Single by the Remains

from the album The Remains
- B-side: "Me Right Now"
- Released: August 1966
- Recorded: July 25, 1966
- Studio: New York City
- Genre: Garage rock
- Length: 2:38
- Label: Epic
- Songwriter: Billy Vera
- Producer: Ted Cooper

The Remains singles chronology
| "Diddy Wah Diddy" (1966) | "Don't Look Back" (1966) |  |

= Don't Look Back (The Remains song) =

"Don't Look Back" was the Remains' last single on Epic Records. The song was composed by Billy Vera, who composed and recorded "Storybook Children" for Atlantic Records. "Don't Look Back" was released as Epic 10060 in 1966. Its B-side was "Me Right Now", composed by Barry Tashian, the Remains' leader.

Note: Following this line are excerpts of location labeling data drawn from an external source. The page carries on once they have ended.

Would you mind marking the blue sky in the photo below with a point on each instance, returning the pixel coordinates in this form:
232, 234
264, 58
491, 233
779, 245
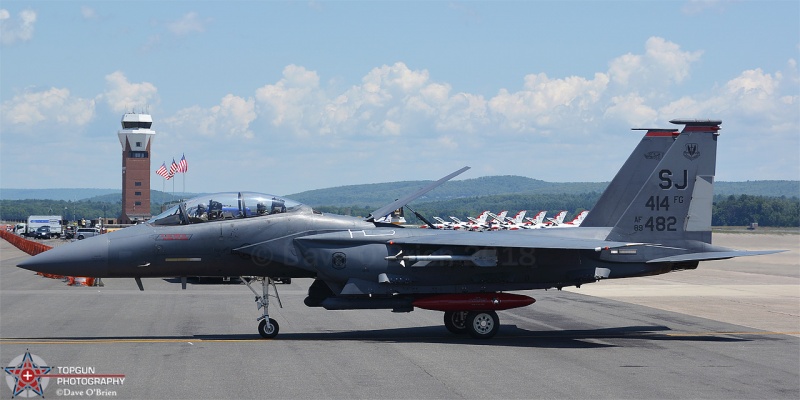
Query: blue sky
283, 97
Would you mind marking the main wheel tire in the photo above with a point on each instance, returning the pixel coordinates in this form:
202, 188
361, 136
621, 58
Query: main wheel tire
482, 324
268, 330
456, 321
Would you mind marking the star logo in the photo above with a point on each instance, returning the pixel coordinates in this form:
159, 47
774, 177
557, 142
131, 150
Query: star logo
26, 375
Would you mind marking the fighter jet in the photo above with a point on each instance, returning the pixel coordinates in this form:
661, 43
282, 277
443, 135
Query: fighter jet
654, 218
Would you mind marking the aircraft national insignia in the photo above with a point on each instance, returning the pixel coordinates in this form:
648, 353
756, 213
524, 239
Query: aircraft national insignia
27, 375
339, 260
692, 151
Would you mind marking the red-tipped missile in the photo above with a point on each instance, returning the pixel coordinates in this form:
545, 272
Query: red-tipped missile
473, 301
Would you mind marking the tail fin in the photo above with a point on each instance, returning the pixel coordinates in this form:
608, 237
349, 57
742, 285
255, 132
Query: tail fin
578, 220
520, 217
674, 202
630, 178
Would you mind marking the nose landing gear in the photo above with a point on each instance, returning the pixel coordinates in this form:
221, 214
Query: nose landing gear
267, 327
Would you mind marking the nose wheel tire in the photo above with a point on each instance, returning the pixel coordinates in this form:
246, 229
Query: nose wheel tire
268, 330
455, 321
482, 324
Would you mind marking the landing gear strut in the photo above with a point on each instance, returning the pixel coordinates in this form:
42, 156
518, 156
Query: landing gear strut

"Don't Look Back" was featured on the Remains' one album, The Remains, which was released by Epic in 1966. "Don't Look Back" was also included on the popular Nuggets: Original Artyfacts from the First Psychedelic Era, 1965–1968.

Robert Plant covered this song as one of the extra tracks released on the "Hurting Kind (I've Got My Eyes on You)" UK CD single in 1990; it also appeared as one of the bonus tracks on the Manic Nirvana reissue in 2007.